Contraofensiva. Ha pasado el verano y el curso de la guerra en Ucrania sigue a merced de un péndulo de simbólicas victorias militares y de operaciones de desestabilización y desmoralización. Han llegado los nuevos apoyos militares que Bruselas y Washington prometieron a Volodímir Zelenski, pero la anunciada contraofensiva del buen tiempo, que tenía que determinar los futuros escenarios del conflicto, no rompió el enrocamiento. Esta nueva fase viene marcada ahora por un “juego de drones” (como lo ha llamado el semanario The Economist), que ha sumado un nuevo frente psicológico transfronterizo en la embarrada guerra de trincheras.
El cansancio y la decepción van calando en las filas ucranianas. También hay temores reforzados entre los círculos de poder del putinismo, que han visto en primera fila cuál es el precio de la traición al presidente. Con Wagner debilitado y descabezado, Vladimir Putin se apunta un nuevo golpe de fuerza político-militar, pero también, inevitablemente, alimenta un nuevo interrogante sobre cuál es el estado anímico de una sociedad civil que nota los costes de la guerra y que, el pasado mes de junio, siguió con expectación el avance de las fuerzas de Yevgueni Prigozhin hacia Moscú.

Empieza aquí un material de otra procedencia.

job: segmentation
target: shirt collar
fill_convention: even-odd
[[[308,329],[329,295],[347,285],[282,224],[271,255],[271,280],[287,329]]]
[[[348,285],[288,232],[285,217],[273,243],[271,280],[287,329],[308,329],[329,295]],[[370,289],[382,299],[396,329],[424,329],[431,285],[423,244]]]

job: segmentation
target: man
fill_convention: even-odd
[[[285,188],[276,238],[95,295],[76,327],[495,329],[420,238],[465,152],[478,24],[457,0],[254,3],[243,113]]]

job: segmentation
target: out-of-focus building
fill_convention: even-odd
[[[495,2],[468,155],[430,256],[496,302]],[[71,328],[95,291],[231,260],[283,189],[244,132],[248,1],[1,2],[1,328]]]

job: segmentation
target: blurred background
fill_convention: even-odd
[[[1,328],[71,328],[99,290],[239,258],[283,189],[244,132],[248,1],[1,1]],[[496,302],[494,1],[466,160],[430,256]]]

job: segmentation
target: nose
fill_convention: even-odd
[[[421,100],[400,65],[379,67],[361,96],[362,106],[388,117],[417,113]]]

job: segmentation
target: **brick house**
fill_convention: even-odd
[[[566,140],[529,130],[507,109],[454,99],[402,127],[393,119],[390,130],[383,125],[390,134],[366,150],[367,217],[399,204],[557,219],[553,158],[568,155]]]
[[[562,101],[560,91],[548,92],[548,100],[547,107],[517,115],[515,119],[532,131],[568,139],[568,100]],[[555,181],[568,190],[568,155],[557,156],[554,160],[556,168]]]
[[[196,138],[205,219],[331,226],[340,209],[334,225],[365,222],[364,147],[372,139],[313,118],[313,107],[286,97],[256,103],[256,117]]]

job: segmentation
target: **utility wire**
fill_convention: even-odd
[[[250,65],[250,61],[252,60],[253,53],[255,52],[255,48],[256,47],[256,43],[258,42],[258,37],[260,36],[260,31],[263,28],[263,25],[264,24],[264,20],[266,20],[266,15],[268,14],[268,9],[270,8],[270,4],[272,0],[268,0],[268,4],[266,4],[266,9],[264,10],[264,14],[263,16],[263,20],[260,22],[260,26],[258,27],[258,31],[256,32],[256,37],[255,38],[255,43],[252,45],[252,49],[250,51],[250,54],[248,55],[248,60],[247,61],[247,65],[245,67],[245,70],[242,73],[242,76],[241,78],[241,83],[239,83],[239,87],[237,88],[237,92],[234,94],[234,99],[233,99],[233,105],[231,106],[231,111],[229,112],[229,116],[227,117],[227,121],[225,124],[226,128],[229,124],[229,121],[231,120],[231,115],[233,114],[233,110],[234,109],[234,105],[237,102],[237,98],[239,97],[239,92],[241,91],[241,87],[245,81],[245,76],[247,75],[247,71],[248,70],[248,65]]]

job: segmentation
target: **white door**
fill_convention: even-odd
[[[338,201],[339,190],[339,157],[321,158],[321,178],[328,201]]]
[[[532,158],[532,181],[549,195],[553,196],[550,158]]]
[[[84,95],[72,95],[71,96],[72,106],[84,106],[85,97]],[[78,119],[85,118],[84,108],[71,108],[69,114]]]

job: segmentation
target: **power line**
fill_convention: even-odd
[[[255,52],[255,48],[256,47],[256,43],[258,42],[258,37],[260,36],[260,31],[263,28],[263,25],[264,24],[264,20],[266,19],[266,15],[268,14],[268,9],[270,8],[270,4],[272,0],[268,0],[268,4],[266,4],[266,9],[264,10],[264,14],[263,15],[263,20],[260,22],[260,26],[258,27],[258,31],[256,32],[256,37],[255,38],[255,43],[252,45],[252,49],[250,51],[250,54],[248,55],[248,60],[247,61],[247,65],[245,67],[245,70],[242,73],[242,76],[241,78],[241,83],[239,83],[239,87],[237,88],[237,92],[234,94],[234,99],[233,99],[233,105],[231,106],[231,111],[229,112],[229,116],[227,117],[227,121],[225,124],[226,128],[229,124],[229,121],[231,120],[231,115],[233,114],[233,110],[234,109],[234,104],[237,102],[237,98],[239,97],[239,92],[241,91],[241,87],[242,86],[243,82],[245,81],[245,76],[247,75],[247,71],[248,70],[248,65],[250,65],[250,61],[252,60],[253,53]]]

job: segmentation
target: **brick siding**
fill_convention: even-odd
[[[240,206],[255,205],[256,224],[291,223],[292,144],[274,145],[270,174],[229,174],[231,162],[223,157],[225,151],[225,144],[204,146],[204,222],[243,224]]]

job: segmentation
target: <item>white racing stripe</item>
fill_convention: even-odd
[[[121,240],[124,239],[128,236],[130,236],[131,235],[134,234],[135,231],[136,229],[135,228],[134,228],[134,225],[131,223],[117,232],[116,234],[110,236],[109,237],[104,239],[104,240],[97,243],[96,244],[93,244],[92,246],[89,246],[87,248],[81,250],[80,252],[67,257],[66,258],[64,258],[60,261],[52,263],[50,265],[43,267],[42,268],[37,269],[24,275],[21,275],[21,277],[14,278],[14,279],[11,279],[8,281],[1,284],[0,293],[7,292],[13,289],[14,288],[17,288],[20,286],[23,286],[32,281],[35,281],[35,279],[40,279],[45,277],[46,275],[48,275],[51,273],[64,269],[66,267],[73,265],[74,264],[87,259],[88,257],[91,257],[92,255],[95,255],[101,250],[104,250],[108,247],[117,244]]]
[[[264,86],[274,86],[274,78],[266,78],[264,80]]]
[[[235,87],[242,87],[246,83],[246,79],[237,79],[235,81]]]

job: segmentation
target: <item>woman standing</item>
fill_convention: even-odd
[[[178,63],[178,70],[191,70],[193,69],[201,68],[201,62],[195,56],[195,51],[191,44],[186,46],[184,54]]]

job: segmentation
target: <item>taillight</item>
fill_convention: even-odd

Mediación. 500 días después de la invasión rusa en Ucrania, la guerra ya ha causado, según cálculos de la administración estadounidense, cerca de medio millón de víctimas, con la muerte, al menos, de unos 120.000 soldados rusos y 70.000 ucranianos. Una sangría que se alarga en el tiempo mientras la diplomacia sigue siendo la gran ausente de los titulares del conflicto. Pero ha habido movimientos. Propuestas o discusiones promovidas desde Brasil, China, Arabia Saudí o Turquía, con su diplomacia del cereal, mientras la seguridad alimentaria sigue colgando del hilo de la voluntad de Vladímir Putin.
Incluso Indonesia y la Unión Africana –con el envío de un grupo de alto nivel, que incluía a cinco líderes africanos, a Kiev y Moscú– han intentado mediar en el conflicto.
Este verano, un colaborador directo del secretario general de la OTAN, Jens Stoltenberg, llegó a sugerir la posibilidad de que Ucrania renunciara a recuperar Crimea y el Donbás a cambio de una futura entrada en la Alianza Atlántica. En cuestión de horas la propuesta se tradujo en una disculpa, pero más de un experto ha interpretado que esta es una de las posibles salidas que se barajan desde Washington. Según Chatham House, la administración Biden trabaja con la idea de que la guerra podría alargarse hasta el 2025.
Liderazgos. La credibilidad global de la Unión Europea y los Estados Unidos no se juega solo en el frente militar ucraniano sino también en su capacidad de ser un actor relevante en los esfuerzos diplomáticos para el fin del conflicto. Pero el calendario político occidental es tan incierto como los escenarios inmediatos de la guerra en los que ejercen de indispensables actores externos. Durante el 2024 tiene que haber elecciones en Ucrania, Rusia, Estados Unidos (que ha suministrado el 70% de la ayuda militar que han recibido hasta ahora las fuerzas de Zelenski) y la Unión Europea. El centro de gravedad político y económico global se desplaza, y los principales poderes implicados en la guerra de Ucrania deben someter su liderazgo a las urnas –unos con mayor riesgo de descalabro electoral que otros.
Pero también en 2024, los BRICS, ampliados, pasarán a representar el 46% de la población mundial y más del 36% del PIB global. Con la entrada de Arabia Saudí, primer productor de crudo del mundo, y de otras potencias petroleras como Emiratos Árabes e Irán, aumentará además su poder sobre el suministro mundial de petróleo. Existe una aceleración geopolítica global, que avanza y se reorganiza más allá de los intereses en juego en Ucrania, mientras la guerra sigue enquistada y el apoyo de Washington y Bruselas se prepara para un inevitable examen político interno.